The Los Angeles Lakers took their time getting around to their top two priorities of this offseason, but they got them done this week, signing Lebron James to a two-year deal Wednesday and Anthony Davis to a five-year pact on Thursday, James and Davis’ agent and Klutch Sports CEO and founder Rich Paul told ESPN.
By the end of James’ extension, the King’s career NBA earnings will have reached around $435 million, though that figure is dwarfed by what James makes off the court in endorsements and other ventures.
A day after they inked LeBron to his lucrative extension, the Lakers took care of the other half of their dynamic duo when they formally agreed with Davis on a five-year, $190 million max contract offer to stay put. The contract includes an early-termination option before the final year of the deal in 2024-25, according to Paul.
These big-time deals come on the heels of several solid and frugal signings for the Lakers last week, including reigning Sixth Man of the Year Montrezl Harrell, sharpshooter Wesley Matthews, depth piece Markieff Morris, playmaking big man Marc Gasol, and backcourt scorers Kentavious Caldwell-Pope and Dennis Schroder. The Lakeshow clearly have their sights set on more than one or two titles.
“We don’t just look at this at all as a one- or two-year window,” Lakers vice president of basketball operations, general manager, and team architect Rob Pelinka said recently. “We want to stay competitive for the long term and make decisions that allow us to do just that and not just shoot all of our bullets to try and defend for one year. We want to be in a position of being a sustainable contender.”
The Lakers remain the betting favorites to win it all again this season, currently boasting +275 odds on Betway. They’re offering less value than a month and a half ago when they opened as favorites with +350 odds, but +275 still offers great value on a team that won the championship last season and arguably improved significantly in the offseason.
Davis was drafted first overall in 2012 by the New Orleans Pelicans and starred as the franchise player there for seven years before the Brow and the King worked with their agent, Paul, to work out a trade that allowed the two superstars to create an instantly symbiotic partnership in L.A. with the Lakers that led to the franchise’s first NBA title in a decade.

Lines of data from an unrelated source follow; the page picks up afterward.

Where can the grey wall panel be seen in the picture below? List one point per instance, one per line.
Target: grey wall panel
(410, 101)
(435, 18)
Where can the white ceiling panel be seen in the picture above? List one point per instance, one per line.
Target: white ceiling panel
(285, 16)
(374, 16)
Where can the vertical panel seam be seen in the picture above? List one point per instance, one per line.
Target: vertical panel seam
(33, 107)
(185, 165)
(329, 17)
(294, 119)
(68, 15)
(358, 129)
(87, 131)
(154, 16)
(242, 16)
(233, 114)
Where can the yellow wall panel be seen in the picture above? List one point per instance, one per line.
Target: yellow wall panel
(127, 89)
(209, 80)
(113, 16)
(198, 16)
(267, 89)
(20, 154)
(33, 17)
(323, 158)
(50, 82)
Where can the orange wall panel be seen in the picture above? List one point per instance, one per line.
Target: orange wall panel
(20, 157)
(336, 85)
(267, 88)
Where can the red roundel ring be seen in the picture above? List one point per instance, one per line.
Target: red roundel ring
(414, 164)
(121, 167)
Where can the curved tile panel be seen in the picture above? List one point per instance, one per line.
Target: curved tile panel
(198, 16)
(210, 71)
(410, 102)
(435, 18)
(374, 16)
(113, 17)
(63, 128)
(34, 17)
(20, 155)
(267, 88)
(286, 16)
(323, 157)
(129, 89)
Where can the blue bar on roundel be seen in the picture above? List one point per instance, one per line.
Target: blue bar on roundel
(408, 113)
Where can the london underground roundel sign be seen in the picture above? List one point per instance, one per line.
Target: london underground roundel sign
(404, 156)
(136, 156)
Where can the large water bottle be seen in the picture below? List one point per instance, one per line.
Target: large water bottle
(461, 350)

The Brow has been one of the top big men in the league ever since he was drafted, gradually expanding his potent scoring arsenal out to the three-point line while consistently playing as a top five rim protector on defense. The Chicago native is a seven-time All-Star, four-time All-NBA First Teamer, four-time NBA All-Defensive teamer, and a three-time NBA blocks king.
Playing alongside someone of James’ caliber did not stunt Davis’ continued growth as a player, if anything making him an even more more vocal leader and dependable defender, as evidenced by the 38 percent shooting percentage opposing players shot when Davis was the closest defender last season, second only to MVP Giannis Antetokounmpo.
Davis finished second in Defensive Player of the Year voting in 2020 and after posting an impressive regular season he upped the ante in the playoffs, putting up 27.7 points, 9.7 rebounds, 3.5 assists, 1.4 blocks, and 1.2 steals per game on a 57-38-83 shooting line in 21 playoff games.
With his long term deal it’s clear that Davis will be the future face of the franchise, but for now, James is still the King in L.A. James will continue to be the best player the Lakers have for the next couple of years and, barring injuries, he also has a chance at taking down Kareem Abdul-Jabbar’s all-time scoring record.
The kid from Akron is sitting in third on the all-time scoring list right now, but he’s only 4,146 behind Kareem, and if he were to play most games at a 25-point pace over the next couple of years, he’d be in line to pass KAJ in 2023 while wearing the same threads the legend was wearing when he scored his last points in 1989.
James ranks in the top 15 all-time in most categories, but when it comes to the playoffs, there is no one that can match his body of work: he’s first in scoring, first in steals, second in assists, second in three-pointers made, sixth in rebounds, and 11th in blocks. If he plays past this most recent extension he might just get em all.